Güzelbahçe Kültür, Çevre Ve Güzelleştirme Derneği YK Başkanı Dr. Tuğrul ŞAHBAZ

18 Mayıs 2022 tarihinde yayınlanan 5591 sayılı Cumhurbaşkanı Kararı (1) ile 17 ilde Maliye Hazinesi, Elektrik Üretim A.Ş.(EÜAŞ) ve Türkiye Elektrik İletişim A.Ş.TEİAŞ) ın sahibi olduğu 243 adet taşınmazın özelleştirme kapsamı ve programına alınmasına karar verildiğini öğrendik.
31 Aralık 2025 tarihine dek satış, kiralama, gelir ortaklığı modeli ve işin gereğine uygun sair hukuki tasarruflar, mülkiyetin gayri ayni hakların tesisi veya işletme hakkının verilmesi yöntemlerinden biri ya da birkaçının birlikte uygulanarak bu taşınmazların özelleştirilmesi tamamlanacak.
Kararda listesi verilen taşınmazların 200 kadarı Gaziantep, Kayseri, İstanbul, Muğla, Ankara ve İzmir sınırları içinde.

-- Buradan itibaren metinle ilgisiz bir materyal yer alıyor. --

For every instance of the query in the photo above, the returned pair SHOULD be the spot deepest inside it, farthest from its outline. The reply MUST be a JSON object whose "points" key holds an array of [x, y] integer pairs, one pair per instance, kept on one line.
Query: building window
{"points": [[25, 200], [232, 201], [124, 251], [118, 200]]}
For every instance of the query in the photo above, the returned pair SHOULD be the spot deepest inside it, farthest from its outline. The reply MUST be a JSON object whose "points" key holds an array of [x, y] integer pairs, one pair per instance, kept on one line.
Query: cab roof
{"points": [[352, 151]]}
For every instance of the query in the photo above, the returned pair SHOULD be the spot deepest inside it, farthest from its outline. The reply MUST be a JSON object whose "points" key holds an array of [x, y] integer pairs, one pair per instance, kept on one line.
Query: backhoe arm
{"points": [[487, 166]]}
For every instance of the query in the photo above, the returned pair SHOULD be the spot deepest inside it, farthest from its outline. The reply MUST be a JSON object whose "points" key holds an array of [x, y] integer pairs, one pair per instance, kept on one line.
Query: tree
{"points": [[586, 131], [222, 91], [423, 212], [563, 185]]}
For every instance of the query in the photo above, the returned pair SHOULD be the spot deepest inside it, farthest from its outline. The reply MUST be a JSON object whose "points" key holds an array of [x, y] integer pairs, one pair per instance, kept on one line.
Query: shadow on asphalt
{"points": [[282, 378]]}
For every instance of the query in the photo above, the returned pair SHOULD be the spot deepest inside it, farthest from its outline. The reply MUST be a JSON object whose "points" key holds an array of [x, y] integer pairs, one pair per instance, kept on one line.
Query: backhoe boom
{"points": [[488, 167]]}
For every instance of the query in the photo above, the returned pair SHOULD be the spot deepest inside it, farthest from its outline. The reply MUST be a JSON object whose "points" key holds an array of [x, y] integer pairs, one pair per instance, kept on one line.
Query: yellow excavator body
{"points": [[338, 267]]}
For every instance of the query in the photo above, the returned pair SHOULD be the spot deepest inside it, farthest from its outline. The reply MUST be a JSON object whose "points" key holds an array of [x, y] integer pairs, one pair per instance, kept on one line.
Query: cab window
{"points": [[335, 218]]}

Anlaşılan o ki, bu illerdeki taşınmazların özelleştirilmesi ile elde edilecek gelire ülkemizin çok acil ihtiyacı var. Tarımsal ve sanayi üretiminden giderek kopan ülke ekonomisini inşaat sektörüyle ayakta tutmayı hedefleyen iktidarın, bu özelleştirmeleri yaparken söz konusu alanların kullanımında halkın ihtiyaçlarını öncelemesi beklenebilir mi? Söz konusu alanlara sermaye yatıracak yerli / yabancı sermaye gruplarının  öncelikleri yatıracakları paranın en kısa zamanda kendilerine geri dönüşü olacaktır. 2002 yılında yerel yönetimleri güçlendireceğini parti programına koyarak halkın desteğini alan iktidarın, geçen 20 yıl içinde nasıl merkezileşmiş bir yönetime dönüştüğünü hep birlikte yaşıyoruz. Yerel yönetimlerin halkın sağlık, spor, eğitim ve yeşil alan gibi ihtiyaçlarını dikkate alarak 1/5000 ve 1/1000 ölçekli imar planlarını yapması hem görevi, hem de sorumluluğudur. Cumhurbaşkanlığı Kararı kapsamında özelleştirilecek olan Güzelbahçe ilçemizdeki 6 adet taşınmaz etrafında lüks villaların bulunduğu Kahramandere mahallesinde yer alıyor. Bu alanları kullanma hakkını şu ya da bu şekilde  alacak olanların yüksek rant elde edeceği gayet açık. Yani merkezi iktidar, bu taşınmazları seçerken hedeflediği maddi karşılığı alacaktır.

Yerel yönetimlerin elindeki imarla ilgili yetkileri kullanırken halkın beklenti ve ihtiyaçlarını dikkate alması şarttır. Belediyelerin imar planlarını hazırlarken, orada yaşayan tüm insanların ortak aklına ihtiyacı vardır. Mevcut arazilerin sahiplerinin kimler olduğu kadar, o ilçedeki alanları kullanacak olan tüm vatandaşların da bu kararların alınmasında söz sahibi olması için belediye meclisinin ve belediye başkanının iyi işleyen mekanizmalar kurması gerekir. Kentlerin ne yönde gelişeceği konusunda halkın katılımıyla ortaya konacak bir vizyon, buna aykırı tüm uygulamalara karşı en büyük güvencedir. Yukarıda sözünü ettiğimiz kararlara karşı en büyük güvence, yerel iktidarla halkın elele vermesi ve konunun uzmanı şehir plancıları, mimarlar ve çevre mühendislerinin meslek odalarının yol göstericiliğinde hukuki ve toplumsal mücadele vermesi olacaktır. Eğer bu mücadele birlikte verilmezse, önümüzdeki dönemde yeni özelleştirmelerle, yerel yönetimlerin elinin kolunun bağlanacağı ve hepimizin sadece izleyici olacağı bir süreç yaşanır. 

Söz konusu 17 il Adana, Afyonkarahisar, Ankara, Antalya, Aydın, Balıkesir, Bursa, Çanakkale, Diyarbakır, Gaziantep, istanbul, İzmir, Kayseri, Kocaeli, Konya, Malatya ve Muğla. Taşınmazların 61’i Gaziantep, 43’ü Kayseri, 43’ü İstanbul, 23’ü Muğla, 15’i Ankara, 14’ü İzmir’de.
İzmir’deki 14 taşınmazın 2’si Bornova, 6‘sı Çeşme ve 6’sı da Güzelbahçe’de.